X-Cell predicts the transcriptional response to genetic perturbations from a set of control cells. It operates on sets of cells (not individual cells) and refines predictions iteratively via a masked diffusion process.
Available variant:
"mini"— 55M parameters, initialized from scGPT, runs on a single GPU.
Examples
Load X-Cell Mini and predict the response to a BRCA1 knockdown:
import anndata as ad from xcell import XCell model = XCell.from_pretrained("Xaira-Therapeutics/X-Cell", variant="mini") adata = ad.read_h5ad("control_cells.h5ad") predictions = model.predict(adata, perturbation="BRCA1")
Predict from multiple .h5ad files:
predictions = model.predict( ... ["screen1.h5ad", "screen2.h5ad"], ... perturbation="BRCA1", ... )

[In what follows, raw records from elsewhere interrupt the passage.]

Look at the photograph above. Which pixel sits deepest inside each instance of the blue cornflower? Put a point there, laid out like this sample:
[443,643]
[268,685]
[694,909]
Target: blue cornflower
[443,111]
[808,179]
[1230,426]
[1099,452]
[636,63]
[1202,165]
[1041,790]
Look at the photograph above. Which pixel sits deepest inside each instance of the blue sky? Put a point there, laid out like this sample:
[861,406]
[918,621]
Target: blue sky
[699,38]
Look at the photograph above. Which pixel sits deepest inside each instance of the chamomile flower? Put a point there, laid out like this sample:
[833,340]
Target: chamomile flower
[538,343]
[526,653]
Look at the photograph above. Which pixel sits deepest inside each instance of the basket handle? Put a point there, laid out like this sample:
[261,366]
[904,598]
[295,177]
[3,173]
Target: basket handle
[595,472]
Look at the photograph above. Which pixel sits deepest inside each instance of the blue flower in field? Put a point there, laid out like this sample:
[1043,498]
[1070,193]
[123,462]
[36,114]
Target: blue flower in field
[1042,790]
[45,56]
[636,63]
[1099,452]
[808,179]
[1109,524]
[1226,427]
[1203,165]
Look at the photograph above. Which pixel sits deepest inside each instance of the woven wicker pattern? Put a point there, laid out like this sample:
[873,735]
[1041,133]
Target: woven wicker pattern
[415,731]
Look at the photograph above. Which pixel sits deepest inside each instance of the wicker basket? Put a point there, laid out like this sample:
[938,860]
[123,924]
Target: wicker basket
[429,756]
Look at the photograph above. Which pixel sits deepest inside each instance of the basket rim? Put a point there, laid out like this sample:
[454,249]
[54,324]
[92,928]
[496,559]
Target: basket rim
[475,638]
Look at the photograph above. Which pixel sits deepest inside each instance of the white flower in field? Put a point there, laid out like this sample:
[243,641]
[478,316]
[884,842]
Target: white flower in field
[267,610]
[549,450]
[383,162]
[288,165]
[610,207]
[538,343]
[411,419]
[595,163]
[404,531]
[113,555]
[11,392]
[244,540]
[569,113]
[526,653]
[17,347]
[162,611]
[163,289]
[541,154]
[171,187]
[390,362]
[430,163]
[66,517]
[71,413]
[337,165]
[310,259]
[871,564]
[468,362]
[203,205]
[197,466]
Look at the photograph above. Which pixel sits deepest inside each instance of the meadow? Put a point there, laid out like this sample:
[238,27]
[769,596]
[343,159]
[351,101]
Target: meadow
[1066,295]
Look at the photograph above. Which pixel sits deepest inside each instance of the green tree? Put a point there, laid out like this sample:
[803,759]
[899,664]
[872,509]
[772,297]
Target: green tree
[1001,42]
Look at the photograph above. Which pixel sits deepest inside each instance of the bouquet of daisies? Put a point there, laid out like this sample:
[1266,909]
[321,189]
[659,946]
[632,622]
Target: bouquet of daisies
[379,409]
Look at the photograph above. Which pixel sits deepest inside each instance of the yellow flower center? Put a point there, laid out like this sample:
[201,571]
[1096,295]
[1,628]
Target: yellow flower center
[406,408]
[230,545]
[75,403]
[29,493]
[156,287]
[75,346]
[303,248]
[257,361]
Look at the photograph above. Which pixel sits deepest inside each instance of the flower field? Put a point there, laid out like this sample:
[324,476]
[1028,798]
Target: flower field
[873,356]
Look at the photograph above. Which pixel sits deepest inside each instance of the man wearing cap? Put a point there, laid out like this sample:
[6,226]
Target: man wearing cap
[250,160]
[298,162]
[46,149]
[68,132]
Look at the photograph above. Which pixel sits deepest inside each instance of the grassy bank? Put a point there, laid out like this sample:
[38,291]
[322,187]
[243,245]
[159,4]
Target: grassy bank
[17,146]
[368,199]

from_pretrained(model_id='Xaira-Therapeutics/X-Cell', variant='mini', device=None, cache_dir=None)
classmethod
Load a pretrained X-Cell model from HuggingFace Hub.
Parameters
model_id:
HuggingFace repository ID. Defaults to "Xaira-Therapeutics/X-Cell".
variant:
Model variant. Currently only "mini" (55M) is available.
device:
PyTorch device string (e.g. "cuda", "cpu").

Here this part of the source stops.